Ed ve Robert Diener’e inat alternatif bir senaryo oluştursam şöyle olurdu.
 
“Biz Andromeda Galaksisinden geliyoruz ve sizin dünyanızda bir deney yapmak için seni seçtik. SENIN DAVRANIŞLARINI İZLEYEREK SİZİN türünüzü anlamak istiyoruz. Şu andan itibaren tüm dünyada bir tek sen ve SENİN SEVDİKLERİN var. yaşamınıZI sürdürebilmeniz için tüm fiziksel ihtiyaçlarınız karşılanacak ve Tamamen korunacaksınız. Tüm dünyanın tadını çıkarmak için özgürsünüz, ne isterseniz, ne kadar isterseniz yapabilirsiniz, sadece sen ve sevdikleriniz var. Yeni yaşamınızda hepinize bol şans diliyoruz.”
 

Daha mı pembe oldu dersiniz?
Hiç sanmıyorum. Kendi seçimlerimizi yapabilmek için, sonra vaz geçebilmek için ve tekrar seçebilmek için, birşeylerin, birilerinin değerini bilebilmek, pişman olmak ve sonra tekrar mutlu olabilmek için herkese ihtiyacımız var.
 
Yine bir kaç soru:
1. Kimlerin sizin çevrenizde olmasından çok mutlusunuz?
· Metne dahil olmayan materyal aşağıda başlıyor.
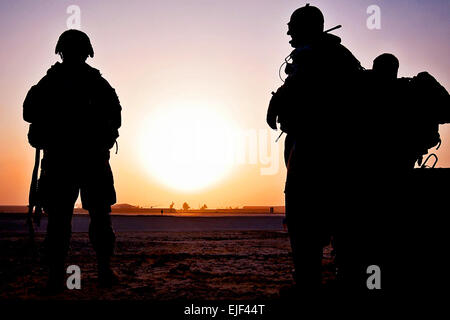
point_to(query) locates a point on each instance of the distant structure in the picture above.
(265, 209)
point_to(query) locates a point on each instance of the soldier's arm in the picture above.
(34, 102)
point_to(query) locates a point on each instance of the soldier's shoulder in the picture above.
(51, 74)
(97, 77)
(338, 51)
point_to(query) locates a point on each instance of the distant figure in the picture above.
(75, 115)
(313, 108)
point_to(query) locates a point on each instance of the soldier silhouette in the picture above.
(401, 124)
(313, 108)
(75, 115)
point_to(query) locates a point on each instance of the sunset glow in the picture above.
(187, 146)
(186, 66)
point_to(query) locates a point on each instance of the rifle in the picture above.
(33, 198)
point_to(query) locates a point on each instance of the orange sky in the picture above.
(221, 55)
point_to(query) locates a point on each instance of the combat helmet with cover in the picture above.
(74, 42)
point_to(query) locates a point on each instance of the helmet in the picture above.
(307, 17)
(75, 41)
(386, 65)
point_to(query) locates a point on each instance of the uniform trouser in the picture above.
(63, 179)
(59, 230)
(307, 234)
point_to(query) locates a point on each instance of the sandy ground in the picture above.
(227, 265)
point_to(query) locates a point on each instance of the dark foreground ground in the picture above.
(162, 266)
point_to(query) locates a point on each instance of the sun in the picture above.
(187, 146)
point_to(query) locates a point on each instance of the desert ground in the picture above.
(161, 266)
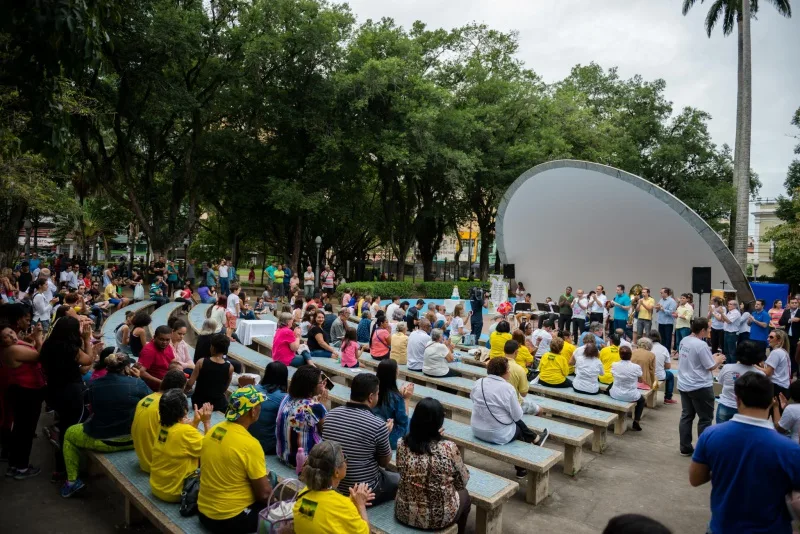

2. Bu kişilerin size iyi gelmesinin nedenleri neler?
3. Kimlerin çevrenizde olması size o kadar da sevimli gelmiyor?
4. Bu kişileri düşündüğünüzde onlarla ilgili nasıl olumlu bir cümle kurarsınız?
5. Neleri farklı değerlendirmeniz size daha iyi gelecektir?